Symbolism is simply a type of style used to spark imagination in writing and not just take up the face value of a word or a piece of writing. It is therefore a style used in poetry in order to let an imaginative mind wander beyond the normal and has literary significance. The common forms of symbolism used in poems include metaphors, simile, personification, hyperbole, irony and allegory. "The Mending Wall" by Robert Frost is a poem that contains many symbols, the chief of which is the mending wall itself. The physical barrier of the wall represents the psychological or symbolic barrier between two human beings. The season of spring, which deteriorates the wall, could symbolize the narrator's repressed feeling that he would like the wall to come down and to have a closer relationship with his neighbour, or, conversely, it could also reinforce his desire to keep the wall in place since he is fixing it throughout the poem. The neighbor could symbolize the narrator's distrust of society, since he shows that he would like to remain separated by the fence.

The wall is normally put up as a security measure, protecting their property, for privacy and comfort but the wall also acts as a barrier to the relationship between the neighbours. The wall is a representation of the barriers to friendship and communication.
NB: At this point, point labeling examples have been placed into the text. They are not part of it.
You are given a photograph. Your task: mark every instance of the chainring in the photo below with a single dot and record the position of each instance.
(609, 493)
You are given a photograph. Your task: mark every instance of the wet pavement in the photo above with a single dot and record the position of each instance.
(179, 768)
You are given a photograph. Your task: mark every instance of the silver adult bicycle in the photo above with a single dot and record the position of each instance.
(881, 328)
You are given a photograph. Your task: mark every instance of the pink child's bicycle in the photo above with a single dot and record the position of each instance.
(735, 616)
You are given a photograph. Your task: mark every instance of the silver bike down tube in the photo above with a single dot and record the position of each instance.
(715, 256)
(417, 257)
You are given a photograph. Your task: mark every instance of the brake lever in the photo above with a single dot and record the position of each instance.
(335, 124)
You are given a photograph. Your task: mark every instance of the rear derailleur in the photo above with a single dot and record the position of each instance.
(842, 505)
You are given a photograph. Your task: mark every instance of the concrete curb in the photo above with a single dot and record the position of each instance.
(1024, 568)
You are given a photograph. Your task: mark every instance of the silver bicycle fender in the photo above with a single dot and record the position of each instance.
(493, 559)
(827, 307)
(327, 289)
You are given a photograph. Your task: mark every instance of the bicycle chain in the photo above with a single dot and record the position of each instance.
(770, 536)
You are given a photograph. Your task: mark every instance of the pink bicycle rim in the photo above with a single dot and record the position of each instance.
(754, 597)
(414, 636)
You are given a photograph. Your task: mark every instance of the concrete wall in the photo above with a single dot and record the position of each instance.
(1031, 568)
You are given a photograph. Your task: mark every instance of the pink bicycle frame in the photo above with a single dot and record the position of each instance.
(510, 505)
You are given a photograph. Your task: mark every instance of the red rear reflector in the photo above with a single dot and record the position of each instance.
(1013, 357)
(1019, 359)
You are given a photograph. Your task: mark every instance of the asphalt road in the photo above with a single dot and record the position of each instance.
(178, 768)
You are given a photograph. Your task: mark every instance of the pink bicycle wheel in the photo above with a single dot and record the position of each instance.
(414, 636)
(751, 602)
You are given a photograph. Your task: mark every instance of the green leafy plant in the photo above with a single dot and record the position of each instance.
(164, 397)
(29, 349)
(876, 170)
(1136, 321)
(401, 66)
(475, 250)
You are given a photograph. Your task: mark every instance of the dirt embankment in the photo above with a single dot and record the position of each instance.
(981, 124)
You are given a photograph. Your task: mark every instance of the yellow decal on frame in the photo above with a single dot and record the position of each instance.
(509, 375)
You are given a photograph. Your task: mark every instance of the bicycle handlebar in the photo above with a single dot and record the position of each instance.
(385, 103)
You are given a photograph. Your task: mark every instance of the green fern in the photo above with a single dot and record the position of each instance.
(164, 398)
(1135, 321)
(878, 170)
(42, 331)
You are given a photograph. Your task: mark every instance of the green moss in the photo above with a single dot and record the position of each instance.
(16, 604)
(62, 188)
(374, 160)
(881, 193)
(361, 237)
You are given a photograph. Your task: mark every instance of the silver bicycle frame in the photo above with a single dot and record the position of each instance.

The wall causes an alienation and separation between the two. The society has a lot of barriers that prevent normal communication of individuals. These include gender, religion, race and political preferences. These factors are the barriers that the narrator is talking about in the poem.

The other metaphor is where the narrator compares himself to an apple and his neighbor to pine. “…He is all pine and I am apple orchard/ My apple trees will never get across And eat the cones under his pines, I tell him…” In this case, the writer could be talking about his warm reception to the idea of not having a wall which he sees as negative and his neighbour’s refusal to change his stand.

Frost employs several images in “Mending Wall” to reveal his tendency toward the problem. He adopts the images of “something”, “Elves” and “spring” to convey his attitude. Frost discovers a completely different aspect in the motif. The poem begins with the line—“something there is that doesn’t love a wall”, foregrounding the prominence of the “something”. Later, he emphasizes this image by repeating the same line. Without pointing out what kind of thing this “something” is, Frost leaves a spacious room for the readers to exert the imagination to the utmost. It is something unknown to us, something mysterious to all of us. Maybe it is “Elves”, which dislikes the wall separating human beings from one another and crumbles down the wall mischievously.

Another symbolic image is “spring”. As we all know, spring is the time of rebirth and the symbol of a new beginning. The farmers in New England in the very season, nonetheless, mend the walls in between to protect their property. With the wall being strengthened, the relationship is not mended but distanced farther instead. Spring is the time for people to break through the confinement of archaic convention and develop new ideas. Knowing it is a formidable task to persuade people to break down the wall and conduct genuine communication, Frost tends to arouse people’s awareness of their isolation from one another. Above all, the poem implies that not only human beings, represented by the speaker, but also natural and supernatural power (“something”, “Elves”, “spring”) show strong wishes and desires of tearing down the wall, visible and invisible among people.

The characters in this poem are symbolic as well.  The neighbor is the symbol of tradition. He will not go behind his father's saying while the speaker is the symbol of creativity and rebellion:

Before I built a wall I'd ask to know

What I was walling in or walling out.

These symbolic elements work nicely in the poem to show the complexities of human interactions.  A balance certainly is needed between connection and separation; ritual and whimsy, following tradition and questioning it.